Auch für den Standardtarif wird die bei der jeweiligen Gesellschaft vorgesehene Gesundheitsprüfung durchgeführt, diese bleibt aber für den Interessenten ohne Folgen, denn die Aufnahme darf nicht verweigert noch durch Risikozuschläge oder Leistungsausschlüsse erschwert werden.
Die Gesundheitsprüfung ist allerdings notwendig, um den Risikostrukturausgleich vornehmen zu können, der ab 2009 zwischen den privaten Krankenversicherern vorgesehenen ist.

Die Nichtversicherten

Haben Sie sich eigentlich mal gefragt wo denn plötzlich die vielen Nichtversicherten herkommen?
Über Herrn Hartz habe ich ja schon geschrieben, nun sind die Hartzreformen wieder das Thema.
Die heute Nichtversicherten waren früher über die Sozialhilfe für die notwendige medizinische Versorgung abgedeckt, hier wurde allerdings die Bedürftigkeit und die finanzielle Situation der Familienangehörigen geprüft.
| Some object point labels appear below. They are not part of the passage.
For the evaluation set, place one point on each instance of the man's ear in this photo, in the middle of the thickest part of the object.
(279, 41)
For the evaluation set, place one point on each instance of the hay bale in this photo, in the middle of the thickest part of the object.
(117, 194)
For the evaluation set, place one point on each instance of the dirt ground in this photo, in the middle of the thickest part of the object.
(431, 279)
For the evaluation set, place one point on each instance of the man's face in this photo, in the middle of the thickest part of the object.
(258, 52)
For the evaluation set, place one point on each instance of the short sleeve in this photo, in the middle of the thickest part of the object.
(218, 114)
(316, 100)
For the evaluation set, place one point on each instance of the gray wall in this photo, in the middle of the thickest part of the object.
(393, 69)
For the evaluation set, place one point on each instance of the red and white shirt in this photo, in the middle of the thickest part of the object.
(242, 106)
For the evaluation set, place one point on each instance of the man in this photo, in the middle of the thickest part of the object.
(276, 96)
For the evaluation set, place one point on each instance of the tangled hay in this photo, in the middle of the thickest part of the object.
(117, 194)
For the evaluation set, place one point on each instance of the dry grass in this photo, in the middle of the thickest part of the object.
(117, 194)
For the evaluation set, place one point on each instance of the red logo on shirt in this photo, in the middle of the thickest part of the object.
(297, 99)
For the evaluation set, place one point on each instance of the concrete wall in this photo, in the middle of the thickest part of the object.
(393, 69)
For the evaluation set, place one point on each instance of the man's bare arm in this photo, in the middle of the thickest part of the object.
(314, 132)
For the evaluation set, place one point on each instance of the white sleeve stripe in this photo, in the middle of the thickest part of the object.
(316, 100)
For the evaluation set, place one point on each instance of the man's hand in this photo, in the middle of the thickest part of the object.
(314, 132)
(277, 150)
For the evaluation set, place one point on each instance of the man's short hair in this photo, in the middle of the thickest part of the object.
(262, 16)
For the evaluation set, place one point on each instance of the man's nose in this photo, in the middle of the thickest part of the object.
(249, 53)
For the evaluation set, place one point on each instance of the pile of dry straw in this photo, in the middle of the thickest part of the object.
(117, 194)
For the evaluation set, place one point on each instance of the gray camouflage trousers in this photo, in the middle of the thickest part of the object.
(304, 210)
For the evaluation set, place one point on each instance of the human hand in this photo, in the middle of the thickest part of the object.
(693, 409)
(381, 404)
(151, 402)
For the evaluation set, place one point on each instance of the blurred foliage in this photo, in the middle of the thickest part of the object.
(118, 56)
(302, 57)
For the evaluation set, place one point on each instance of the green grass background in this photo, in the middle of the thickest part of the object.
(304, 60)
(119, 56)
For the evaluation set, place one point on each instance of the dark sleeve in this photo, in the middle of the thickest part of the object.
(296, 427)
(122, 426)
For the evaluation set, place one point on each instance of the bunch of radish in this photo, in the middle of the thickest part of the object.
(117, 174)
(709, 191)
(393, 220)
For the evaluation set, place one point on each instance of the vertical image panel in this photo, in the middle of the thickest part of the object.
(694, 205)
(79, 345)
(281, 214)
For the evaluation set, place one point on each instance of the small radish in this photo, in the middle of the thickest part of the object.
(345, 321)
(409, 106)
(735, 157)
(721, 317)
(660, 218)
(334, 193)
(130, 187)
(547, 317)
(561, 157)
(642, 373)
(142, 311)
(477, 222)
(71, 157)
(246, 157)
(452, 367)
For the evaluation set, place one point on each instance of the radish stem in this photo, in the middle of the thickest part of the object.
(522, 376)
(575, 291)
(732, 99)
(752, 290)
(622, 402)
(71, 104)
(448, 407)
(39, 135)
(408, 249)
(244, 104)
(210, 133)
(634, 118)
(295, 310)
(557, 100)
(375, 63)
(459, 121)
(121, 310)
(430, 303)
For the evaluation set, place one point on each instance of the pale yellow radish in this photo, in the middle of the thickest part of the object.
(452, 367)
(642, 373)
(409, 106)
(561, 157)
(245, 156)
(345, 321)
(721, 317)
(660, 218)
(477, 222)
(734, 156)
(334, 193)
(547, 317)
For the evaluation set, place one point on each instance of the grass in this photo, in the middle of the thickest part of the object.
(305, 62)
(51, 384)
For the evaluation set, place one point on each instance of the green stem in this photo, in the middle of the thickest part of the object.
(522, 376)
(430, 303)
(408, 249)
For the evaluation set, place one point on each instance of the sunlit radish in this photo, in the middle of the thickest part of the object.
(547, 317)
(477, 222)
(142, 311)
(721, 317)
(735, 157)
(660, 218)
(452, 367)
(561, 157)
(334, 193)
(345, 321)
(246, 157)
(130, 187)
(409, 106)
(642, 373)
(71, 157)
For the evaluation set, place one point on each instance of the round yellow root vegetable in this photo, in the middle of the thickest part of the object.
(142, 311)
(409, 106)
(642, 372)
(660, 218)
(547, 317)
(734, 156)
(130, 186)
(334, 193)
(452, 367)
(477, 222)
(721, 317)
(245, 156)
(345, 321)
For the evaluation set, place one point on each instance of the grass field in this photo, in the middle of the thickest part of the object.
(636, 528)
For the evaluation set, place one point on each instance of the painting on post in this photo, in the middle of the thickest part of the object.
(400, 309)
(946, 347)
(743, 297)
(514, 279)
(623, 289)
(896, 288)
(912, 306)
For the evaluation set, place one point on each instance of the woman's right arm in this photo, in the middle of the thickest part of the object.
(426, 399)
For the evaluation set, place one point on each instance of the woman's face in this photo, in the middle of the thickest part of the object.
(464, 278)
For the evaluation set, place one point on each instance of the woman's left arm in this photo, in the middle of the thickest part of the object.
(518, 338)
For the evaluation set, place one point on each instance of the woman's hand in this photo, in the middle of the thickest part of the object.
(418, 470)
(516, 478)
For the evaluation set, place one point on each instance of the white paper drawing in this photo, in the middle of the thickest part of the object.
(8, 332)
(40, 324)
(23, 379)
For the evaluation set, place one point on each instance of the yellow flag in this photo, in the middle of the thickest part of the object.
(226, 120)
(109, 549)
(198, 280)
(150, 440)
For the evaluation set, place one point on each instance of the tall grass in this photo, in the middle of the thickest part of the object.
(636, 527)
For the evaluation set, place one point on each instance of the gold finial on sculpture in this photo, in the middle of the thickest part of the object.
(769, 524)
Mit den Hartzreformen wurde dieser Personenkreis zu Nichtversicherten die jetzt einen Anspruch auf die Versicherungsleistung haben.
Die Frage ist, ob die Mehrheit dieses Personenkreises, die mit der Krankenversicherung verbundenen Kosten überhaupt übernehmen kann. Meiner Ansicht nach wurde mit diesen Gesetzen die Sozialhilfe auf Kosten der gesetzlich und privat Versicherten entlastet.